Here’s JUnit test method. We use WebClient for calling HTTP methods and Vert.x-Unit Async for complete test case on asynchronous calls finishes (3). First, we are calling POST \login method te retrieve access token from Keycloak (1). Then we are calling one of API method and setting Authorization header with access token string retrieved from POST \login method (2). During test case execution verticle with MongoDB (MongoVerticle) and API definition (AccountServer) are deployed and started, but you need to start manually MongoDB database, Consul and Keycloak. I suggest running it with Docker.

@Test
public void testAuth(TestContext context) {
	Async async = context.async();
	WebClient client = WebClient.create(vertx);
	User u = new User("piotr.minkowski", "Piot_123", "modify-account view-account");
	client.post(2222, "localhost", "/login").sendJson(u, ar -> { // (1)

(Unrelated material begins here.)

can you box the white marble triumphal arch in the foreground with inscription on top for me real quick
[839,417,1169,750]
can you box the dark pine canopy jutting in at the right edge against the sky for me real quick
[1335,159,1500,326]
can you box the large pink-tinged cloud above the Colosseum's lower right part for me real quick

		LOGGER.info("Response code: {}", ar.result().statusCode());
		LOGGER.info("Response: {}", ar.result().bodyAsString());
		if (ar.result().statusCode() == 200) {
			User user = ar.result().bodyAsJson(User.class);
			client.get(2222, "localhost", "/account").putHeader("Authorization", "Bearer " + user.getAccessToken()).send(r -> { // (2)

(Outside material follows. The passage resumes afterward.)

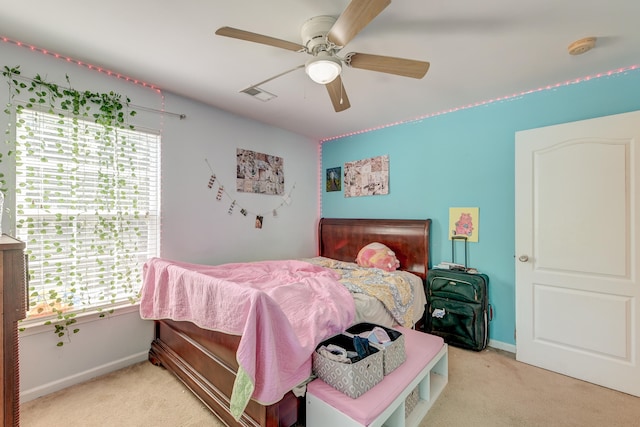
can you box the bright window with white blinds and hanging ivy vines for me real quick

				LOGGER.info("GET result: {}", r.result().bodyAsString());
				async.complete(); // (3)
			});
		} else {
			async.complete();
		}
	});
}

Final Thoughts

To be honest I have never dealt with Vert.x before the start of work on a series of articles published on my blog. From those couple of days spending on that toolkit recognition I’ll definitely recommend using it when working on REST APIs. Vert.x provides the smart implementation for security with OAuth2. Additionally you can use it in combination with the solution like Keycloak, which is used for identity and access management. As usual there are also some drawbacks. I had a problem with understanding how the authorities exactly work in Vert.x. When I created a role inside Keycloak client it didn’t work in my application. Only global realm role worked fine. However, those problems does not overshadow Vert.x advantages.